Mike’s journalistic skills are to the fore in the descriptions and analysis of the bands and their significant albums, and he manages to combine that with an entertaining style that gives the book an unputdownable quality. The book is not a hagiography; the main book title is a Jethro Tull song, the excesses of whom are described as “brain-curdling bombast”, and Pink Floyd were “miserablists”. However, it is obvious that Mike is a prog fan – how could he have written this otherwise? – and so direct criticism is at a minimum. King Crimson’s appearance at the Rolling Stones’ Hyde Park gig in the summer of 1969 is highlighted as the point that Prog Rock was born, nay, thrust into the social consciousness of fringe popular culture, an opinion I cannot fault. In fact the further I get into the dark bromine chambers of the book, the more I find my own opinions on the subject coming back at me!

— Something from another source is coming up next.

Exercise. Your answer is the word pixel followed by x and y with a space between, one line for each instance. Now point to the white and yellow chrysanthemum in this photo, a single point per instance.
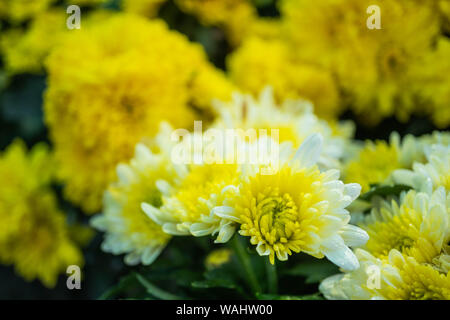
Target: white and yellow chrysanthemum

See, I knew I was right all along! Heck, I even agree with his analysis of the reason for, and effect of punk… well, almost! 🙂

One thing, though… don’t drop it on your foot.

Ed Vulliamy – When Words Fail: War And Peace
Roger Trenwith
Ed Vulliamy – When Words Fail

When Words Fail is one man’s view of selected pivotal events in the 20th and 21st century, observed through the lens of a highly eventful life lived without the normal restraints of workaday drudgery, and the place of music within that story. Ed Vulliamy is a war correspondent and music critic, a curious combination if ever there was one, but one that lends itself to the never dull theorising on the human condition contained within these pages. The book becomes ever more readable as you get into it, and the importance of music as an ingredient for a better world is made all the more obvious.

From Hendrix’s final UK appearance at the 1970 Isle of Wight festival to the eerie, yet hopeful descriptions of a refurbished Bataclan theatre after the 2015 terrorist attack, Vulliamy weaves music through the political, social, and wartime events of modern history. This unusual approach would only work in the hands of an empathetic writer, which Ed certainly is. The book is interspersed with short chapters describing encounters with various musicians and music, each mini-chapter prefaced with the pithy legend “7” Single”, a neat way with a description being one of Vulliamy’s many talents.

The author always returns to his beloved Shostakovich, and among many other things, offers his view on the often misunderstood composer’s relationship with his Soviet masters. This part of the story alone, especially the references to the siege of Leningrad, and the resulting extreme privations suffered by its citizens is worth the entry fee alone. It made me listen to Shostakovich with new ears, and for the first time in many years, which in turn led me to re-kindle a dormant love of classical music. Steve Reich seems to be on repeat at the moment! For that alone, I am glad I read this book, and it may hopefully inspire you too, should you pick it up. Highly recommended.